If `expected_count` is not specified, the reference dataset's row count is used as the expected value.
## Comparing Parquet files (large datasets)
`datadiff` can compare Parquet files that are too large to fit in RAM.
The recommended approach uses `arrow::open_dataset()` — **do not call
`arrow::to_duckdb()` yourself** before passing to `datadiff`; the package
handles the Arrow → DuckDB conversion internally with a single connection.
### Recommended strategy: Arrow Dataset (lazy, out-of-core)
```r
library(datadiff)
library(arrow)
ds_ref <- arrow::open_dataset("path/to/reference/")
ds_cand <- arrow::open_dataset("path/to/candidate/")
# Generate a rules template from the schema (no data loaded)
write_rules_template(ds_ref, key = "ID", path = "rules.yaml")
# Compare — stays lazy until the final boolean slim table
result <- compare_datasets_from_yaml(
data_reference = ds_ref,
data_candidate = ds_cand,
key = "ID",
path = "rules.yaml"
)
```
Internally, `compare_datasets_from_yaml()`:
1. Opens a private DuckDB connection (`fresh_con`).

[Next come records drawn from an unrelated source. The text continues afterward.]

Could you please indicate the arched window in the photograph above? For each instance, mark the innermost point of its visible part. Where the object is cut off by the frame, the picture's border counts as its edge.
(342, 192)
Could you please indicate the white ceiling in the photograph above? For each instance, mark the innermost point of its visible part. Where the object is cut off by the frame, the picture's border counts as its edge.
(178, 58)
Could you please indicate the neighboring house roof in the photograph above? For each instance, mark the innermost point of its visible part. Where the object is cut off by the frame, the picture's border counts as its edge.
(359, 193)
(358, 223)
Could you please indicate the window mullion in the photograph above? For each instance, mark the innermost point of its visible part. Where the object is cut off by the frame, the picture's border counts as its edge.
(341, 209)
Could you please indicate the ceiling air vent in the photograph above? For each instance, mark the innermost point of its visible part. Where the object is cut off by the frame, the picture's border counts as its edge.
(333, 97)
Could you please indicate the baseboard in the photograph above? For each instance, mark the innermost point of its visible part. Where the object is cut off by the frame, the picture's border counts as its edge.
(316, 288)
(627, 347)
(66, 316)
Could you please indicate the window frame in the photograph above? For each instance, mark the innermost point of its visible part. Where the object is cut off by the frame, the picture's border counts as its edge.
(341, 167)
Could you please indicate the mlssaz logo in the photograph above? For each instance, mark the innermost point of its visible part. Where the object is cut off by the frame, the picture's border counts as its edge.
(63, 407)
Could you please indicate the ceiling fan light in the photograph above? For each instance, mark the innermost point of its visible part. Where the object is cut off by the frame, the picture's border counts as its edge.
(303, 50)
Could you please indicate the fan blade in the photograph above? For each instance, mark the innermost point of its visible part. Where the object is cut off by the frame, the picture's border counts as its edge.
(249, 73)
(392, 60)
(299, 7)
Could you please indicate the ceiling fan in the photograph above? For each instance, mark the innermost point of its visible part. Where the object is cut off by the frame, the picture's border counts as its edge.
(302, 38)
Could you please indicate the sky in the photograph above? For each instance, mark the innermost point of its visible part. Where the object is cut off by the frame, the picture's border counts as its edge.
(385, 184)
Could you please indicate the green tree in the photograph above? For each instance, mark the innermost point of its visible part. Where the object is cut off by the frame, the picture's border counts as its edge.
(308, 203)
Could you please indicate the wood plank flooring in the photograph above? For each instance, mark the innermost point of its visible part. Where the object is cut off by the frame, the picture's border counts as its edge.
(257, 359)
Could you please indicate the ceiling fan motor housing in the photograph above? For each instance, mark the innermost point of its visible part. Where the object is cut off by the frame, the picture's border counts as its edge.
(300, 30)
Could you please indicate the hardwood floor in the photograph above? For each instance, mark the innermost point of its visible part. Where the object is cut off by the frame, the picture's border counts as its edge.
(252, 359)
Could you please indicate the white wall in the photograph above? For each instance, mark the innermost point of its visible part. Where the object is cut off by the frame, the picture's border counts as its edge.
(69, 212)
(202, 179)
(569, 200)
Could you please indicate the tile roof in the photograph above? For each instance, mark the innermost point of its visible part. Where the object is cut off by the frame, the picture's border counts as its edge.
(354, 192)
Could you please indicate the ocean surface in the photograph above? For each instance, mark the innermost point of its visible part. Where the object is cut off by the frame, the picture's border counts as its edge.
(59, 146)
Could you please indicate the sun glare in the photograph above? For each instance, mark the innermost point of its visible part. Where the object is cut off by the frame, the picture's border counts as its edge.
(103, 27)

2. Materialises each Parquet dataset as a DuckDB physical temp table via
`read_parquet()` — all memory is managed by DuckDB's buffer pool, so disk
spilling works correctly.
3. Runs the full join + 125 boolean expressions as a single lazy SQL query.
4. `dplyr::compute()` materialises only the slim boolean result table
(~125 logical columns × N rows) — the wide source data is never loaded
into R.
5. `dplyr::collect()` brings the slim boolean table (~few GB) into R and
passes a plain `data.frame` to pointblank — no live DuckDB connection
needed during interrogation.
6. Disconnects and destroys `fresh_con` on exit.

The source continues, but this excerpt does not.